I wish I could sound more cheerful. I know this is supposed to be objective, but I really do hate it when the Dolphins look so lousy for so much of a game, let alone a season.

SOME AFFECTION

You can't ''cover'' a team for going-on-43-seasons without developing some sense of affection. At least, if you could, I wouldn't want you covering me.

Sunday I felt for all the Dolphins but especially for Pennington, and for Tony Sparano, the brand-new head coach.

Sparano seems to be such a good man. He wasn't crying or laying anything off on the zebras. He was clearly ''disappointed'' but he was also ''proud of these guys fighting back.'' And it said a lot about Sparano's debut as an NFL chieftain when he said flat-out, ``I just love getting this thing going.''

Before Pennington threw the pick that broke so many hearts, the Jets did mean things to their old arch-enemies. The main one featured a more or less anonymous receiver named Chansi Stuckey swooping in from out of nowhere to grab a Brett Favre pass of 22 yards for the touchdown that flung the Jets ahead at 13-7.

If that had been a photo finish at a race track, it might not even have shown Stuckey.

That's how fast he came in at the last split-second. But it still counts six points.

To be sure, there are consolations.

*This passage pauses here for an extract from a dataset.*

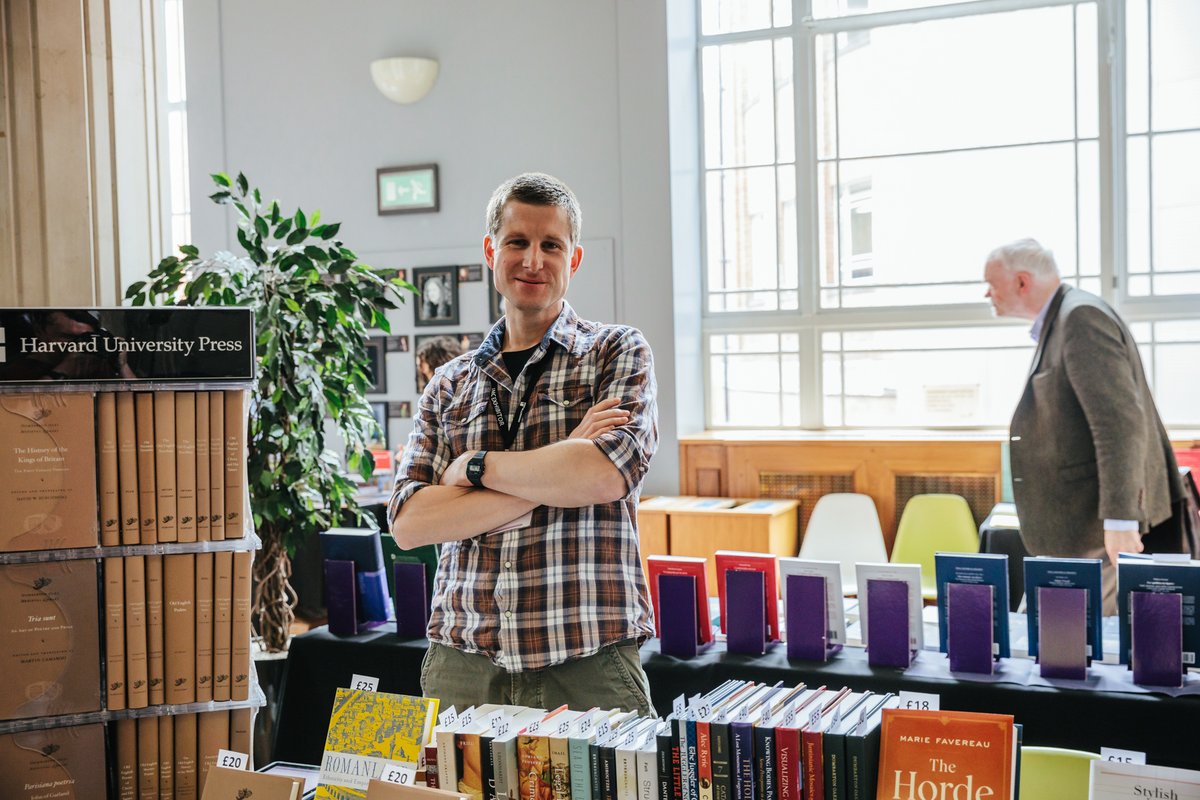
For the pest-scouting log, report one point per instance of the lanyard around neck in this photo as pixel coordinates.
(509, 428)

Even this bitter a defeat isn't quite as hard to take after we dodged that cannonball called Hurricane Ike. You compare football with an Ike -- no, you don't, unless you feel like comparing fun and games with terror, death, devastation.

Now, back to the realities, such as they are, of football.

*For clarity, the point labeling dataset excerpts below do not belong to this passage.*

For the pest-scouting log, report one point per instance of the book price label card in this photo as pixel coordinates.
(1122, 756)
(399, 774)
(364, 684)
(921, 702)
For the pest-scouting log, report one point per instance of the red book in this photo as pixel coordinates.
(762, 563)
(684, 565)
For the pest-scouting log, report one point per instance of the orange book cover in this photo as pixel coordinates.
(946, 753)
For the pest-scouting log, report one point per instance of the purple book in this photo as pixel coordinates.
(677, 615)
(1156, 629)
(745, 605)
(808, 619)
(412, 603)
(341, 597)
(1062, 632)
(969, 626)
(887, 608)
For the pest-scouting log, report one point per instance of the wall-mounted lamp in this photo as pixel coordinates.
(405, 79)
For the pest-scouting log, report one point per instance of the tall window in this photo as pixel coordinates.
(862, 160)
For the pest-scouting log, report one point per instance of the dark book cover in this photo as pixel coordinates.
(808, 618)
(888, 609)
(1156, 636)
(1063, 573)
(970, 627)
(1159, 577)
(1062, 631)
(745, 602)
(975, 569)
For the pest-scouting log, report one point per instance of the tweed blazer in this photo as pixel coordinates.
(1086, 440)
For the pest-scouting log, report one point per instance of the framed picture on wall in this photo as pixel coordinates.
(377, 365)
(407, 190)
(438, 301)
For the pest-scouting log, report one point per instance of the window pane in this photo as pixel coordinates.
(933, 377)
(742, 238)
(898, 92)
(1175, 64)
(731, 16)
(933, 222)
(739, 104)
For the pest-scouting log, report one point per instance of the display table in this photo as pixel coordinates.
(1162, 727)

After a rather bleak start, Pennington showed why he is going to be the Dolphins' most accurate passer since Dan Marino.

NO COMPARISON

That's not a comparison -- Pennington's arm is a popgun compared with Marino's. But the ex-Jet has a sure touch on short stuff, and he's bright besides. Bright enough, in any case, not to make a big to-do out of his five sacks. He's going to need all the help he can get from that offensive line, which also looks a little weak in its run-blocking.

Ricky Williams and Ronnie Brown are going to need more help than they got Sunday if that much-supposed 1-2 punch is going to be anything but blarney.

Wide receivers are in short supply, too. Greg Camarillo, Ted Ginn Jr. and Davone Bess between them caught only six of Pennington's 26 completions Sunday.

Those are only samplers. That's all you get in an opener, especially against a team as full of X's as the Jets. More deficiencies will manifest themselves soon enough. For today, when we are not giving thanks for the lack of Ike, the Dolphins clearly have enough weaknesses to make any thoughts of a winning season more dream than objective preview.

''We have 15 games left,'' Sparano said.

That's how many they had after the 2007 opener, too, and they lost 14 of them. I can't see another year nearly that bad, but I just cannot imagine this club as presently constituted winning any more than six games at the outside.